In the late 1970s and early 1980s he frequented the bohemian art world of downtown Manhattan, shooting portraits of the artists there such as drag queen actor Divine and writers, such as Susan Sontag, William Burroughs, Fran Lebowitz, and Vince Aletti. He visited “extremely serious, very heavy S&M bars” and the abandoned West Side Hudson River piers where men cruised for sex. In 1975, Hujar published Portraits in Life and Death, with an introduction by Sontag.
(#4) Self-Portrait Standing (1980), on the book cover for Love & Lust (2014)After a tepid reception, the book became a classic in American photography. The rest of the 1970s was a period of prolific work. In early 1981, Hujar met the writer, filmmaker, and artist David Wojnarowicz, and after a brief period as Hujar’s lover, Wojnarowicz became a protégé linked to Hujar for the remainder of the photographer’s life. Hujar remained instrumental in all phases of Wojnarowicz’s emergence as an important young artist.
Another artist closely linked with Hujar is Robert Mapplethorpe. Both artists were gay white men who excelled at portrait photography and who made unashamedly homoerotic work that walked the line between pornography and fine art, but they were structural opposites. If Mapplethorpe reduced his subjects to abstract forms, his sitter’s faces to masks, his nude models to sculptures, then Hujar emphasized his sitters’ idiosyncrasies, their irreducible qualities, their human sentience over their fleshy geometry. “Orgasmic Man”, one of Hujar’s more memorable works, is also a key difference between his work and Mapplethorpe’s; never once, in all of Mapplethorpe’s editioned photographs, did he show orgasm or ejaculation nor did he depict the concomitant facial expressions.

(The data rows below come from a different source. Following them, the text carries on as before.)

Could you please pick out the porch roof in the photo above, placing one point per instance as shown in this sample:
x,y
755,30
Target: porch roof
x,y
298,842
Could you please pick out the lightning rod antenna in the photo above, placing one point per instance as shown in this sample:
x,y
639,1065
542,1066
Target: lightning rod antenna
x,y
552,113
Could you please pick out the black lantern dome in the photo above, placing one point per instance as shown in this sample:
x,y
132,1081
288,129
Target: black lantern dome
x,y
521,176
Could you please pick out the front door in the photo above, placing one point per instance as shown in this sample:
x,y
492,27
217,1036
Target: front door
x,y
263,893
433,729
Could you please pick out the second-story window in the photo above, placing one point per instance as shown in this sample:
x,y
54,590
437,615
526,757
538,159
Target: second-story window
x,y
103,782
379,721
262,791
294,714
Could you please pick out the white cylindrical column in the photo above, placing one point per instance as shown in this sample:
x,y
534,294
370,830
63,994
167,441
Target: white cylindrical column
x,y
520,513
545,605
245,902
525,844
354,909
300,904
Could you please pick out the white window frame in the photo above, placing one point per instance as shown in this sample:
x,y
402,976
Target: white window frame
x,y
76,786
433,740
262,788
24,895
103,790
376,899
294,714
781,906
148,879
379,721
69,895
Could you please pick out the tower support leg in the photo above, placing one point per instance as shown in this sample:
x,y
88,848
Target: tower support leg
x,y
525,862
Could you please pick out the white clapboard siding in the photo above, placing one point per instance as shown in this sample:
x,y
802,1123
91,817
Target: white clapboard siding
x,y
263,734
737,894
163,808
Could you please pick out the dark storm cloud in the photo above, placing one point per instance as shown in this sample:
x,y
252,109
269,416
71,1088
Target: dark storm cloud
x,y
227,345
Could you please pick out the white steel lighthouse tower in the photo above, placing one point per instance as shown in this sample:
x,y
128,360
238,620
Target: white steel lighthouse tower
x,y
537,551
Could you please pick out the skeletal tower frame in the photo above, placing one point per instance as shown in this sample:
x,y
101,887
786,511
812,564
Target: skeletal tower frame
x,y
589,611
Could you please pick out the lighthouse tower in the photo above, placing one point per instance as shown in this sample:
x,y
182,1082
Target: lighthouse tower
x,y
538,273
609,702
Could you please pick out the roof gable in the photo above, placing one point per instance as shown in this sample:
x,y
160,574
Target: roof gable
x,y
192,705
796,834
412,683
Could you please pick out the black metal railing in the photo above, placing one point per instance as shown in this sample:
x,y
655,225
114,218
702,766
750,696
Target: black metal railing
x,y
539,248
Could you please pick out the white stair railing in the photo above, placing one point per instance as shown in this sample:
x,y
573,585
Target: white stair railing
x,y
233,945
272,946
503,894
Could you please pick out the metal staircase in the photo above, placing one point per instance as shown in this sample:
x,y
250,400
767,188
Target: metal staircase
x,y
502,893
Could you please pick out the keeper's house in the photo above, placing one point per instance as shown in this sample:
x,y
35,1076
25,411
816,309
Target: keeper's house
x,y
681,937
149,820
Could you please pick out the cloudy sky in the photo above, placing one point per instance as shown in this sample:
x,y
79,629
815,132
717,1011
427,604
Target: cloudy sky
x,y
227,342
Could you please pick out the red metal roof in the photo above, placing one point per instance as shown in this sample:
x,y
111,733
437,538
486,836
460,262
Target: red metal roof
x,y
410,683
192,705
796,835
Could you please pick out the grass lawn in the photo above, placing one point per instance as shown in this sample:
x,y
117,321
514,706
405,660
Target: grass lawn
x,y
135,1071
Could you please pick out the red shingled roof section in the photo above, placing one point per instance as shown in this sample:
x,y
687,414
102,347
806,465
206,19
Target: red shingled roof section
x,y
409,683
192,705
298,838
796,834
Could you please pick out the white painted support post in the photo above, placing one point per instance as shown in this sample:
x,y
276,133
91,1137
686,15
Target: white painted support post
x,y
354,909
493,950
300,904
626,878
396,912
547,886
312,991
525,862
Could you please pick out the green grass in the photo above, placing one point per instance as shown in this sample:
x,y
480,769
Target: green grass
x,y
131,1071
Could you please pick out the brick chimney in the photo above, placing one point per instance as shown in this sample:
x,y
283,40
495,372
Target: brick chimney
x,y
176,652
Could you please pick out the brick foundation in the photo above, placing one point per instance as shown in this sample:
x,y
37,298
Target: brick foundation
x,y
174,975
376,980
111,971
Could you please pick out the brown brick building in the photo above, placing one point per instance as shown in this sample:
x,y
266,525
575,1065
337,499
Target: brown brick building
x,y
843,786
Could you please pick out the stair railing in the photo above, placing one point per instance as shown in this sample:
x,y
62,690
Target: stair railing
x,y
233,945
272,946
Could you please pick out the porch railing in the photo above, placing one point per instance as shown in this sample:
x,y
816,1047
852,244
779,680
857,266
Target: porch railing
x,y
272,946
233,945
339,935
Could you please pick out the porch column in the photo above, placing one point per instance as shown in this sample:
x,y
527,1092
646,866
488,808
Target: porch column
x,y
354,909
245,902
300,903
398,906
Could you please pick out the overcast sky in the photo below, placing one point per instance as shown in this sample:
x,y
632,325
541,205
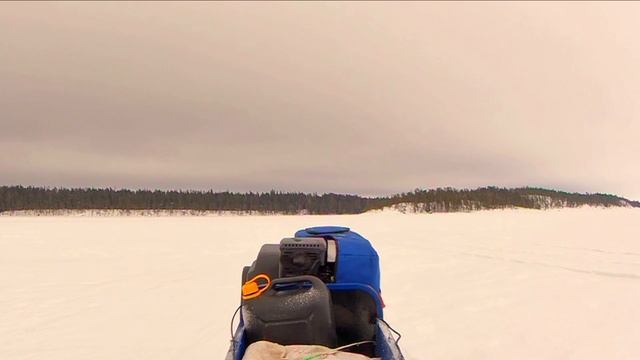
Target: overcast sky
x,y
367,98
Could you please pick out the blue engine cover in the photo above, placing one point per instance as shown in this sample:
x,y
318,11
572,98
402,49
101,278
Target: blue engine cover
x,y
357,260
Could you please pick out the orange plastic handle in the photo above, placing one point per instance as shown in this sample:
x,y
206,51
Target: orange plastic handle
x,y
251,289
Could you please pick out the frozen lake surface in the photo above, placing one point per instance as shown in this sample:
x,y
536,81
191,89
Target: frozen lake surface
x,y
513,284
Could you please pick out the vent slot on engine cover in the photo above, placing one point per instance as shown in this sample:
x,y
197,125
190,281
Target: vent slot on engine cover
x,y
305,256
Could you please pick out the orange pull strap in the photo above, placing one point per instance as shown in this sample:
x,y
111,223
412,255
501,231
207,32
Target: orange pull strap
x,y
252,289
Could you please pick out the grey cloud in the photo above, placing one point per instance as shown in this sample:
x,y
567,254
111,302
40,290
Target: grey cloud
x,y
367,98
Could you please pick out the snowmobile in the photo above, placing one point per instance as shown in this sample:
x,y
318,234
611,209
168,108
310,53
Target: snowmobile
x,y
320,287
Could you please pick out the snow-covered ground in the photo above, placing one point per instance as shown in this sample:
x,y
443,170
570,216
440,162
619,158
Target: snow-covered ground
x,y
511,284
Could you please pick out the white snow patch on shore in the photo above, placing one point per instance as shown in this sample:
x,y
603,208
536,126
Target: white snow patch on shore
x,y
504,284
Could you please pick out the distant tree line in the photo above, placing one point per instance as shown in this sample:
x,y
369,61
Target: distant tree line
x,y
433,200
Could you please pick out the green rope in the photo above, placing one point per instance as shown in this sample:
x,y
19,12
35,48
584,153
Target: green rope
x,y
333,351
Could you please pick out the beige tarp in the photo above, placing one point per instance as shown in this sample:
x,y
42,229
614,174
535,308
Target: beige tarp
x,y
264,350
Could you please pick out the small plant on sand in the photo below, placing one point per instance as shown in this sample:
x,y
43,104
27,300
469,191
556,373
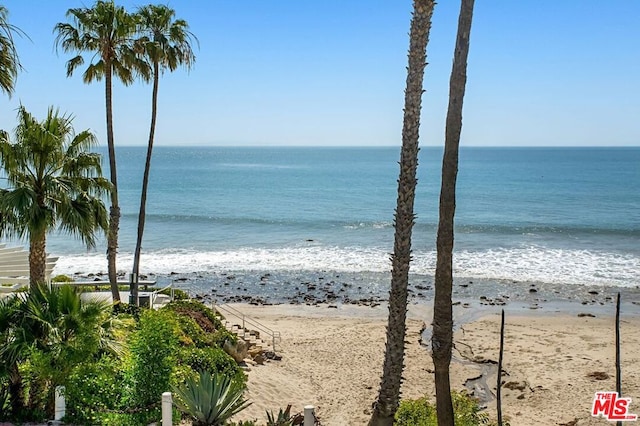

Hujar had a wide array of subjects in his photography, including cityscapes and urban still lifes, animals, nudes, abandoned buildings, and European ruins. His photography, which was mostly in black and white, has been described as conveying an intimacy, suggestive of both love and loss.
Earlier on this blog, my 5/12/24 posting “”A place for us to see each other””, on Stanley Stellar’s “Piers” photographs (joining the West Side piers photography of David Wojnarowicz, Peter Hujar, Keith Haring, and Gordon Matta-Clark).





July 16, 2024 at 6:31 am |
I assume the tease in #2 is Hujar’s, since you generally say explicitly when you modify images to meet WordPress’s constraints. Either way, it’s distinctly hardon-inducing.
July 16, 2024 at 7:00 am |
Yes, Hujar’s, reproduced here faithfully. The general principle is that what is ostentatiously concealed can be more arousing than what is flagrantly revealed.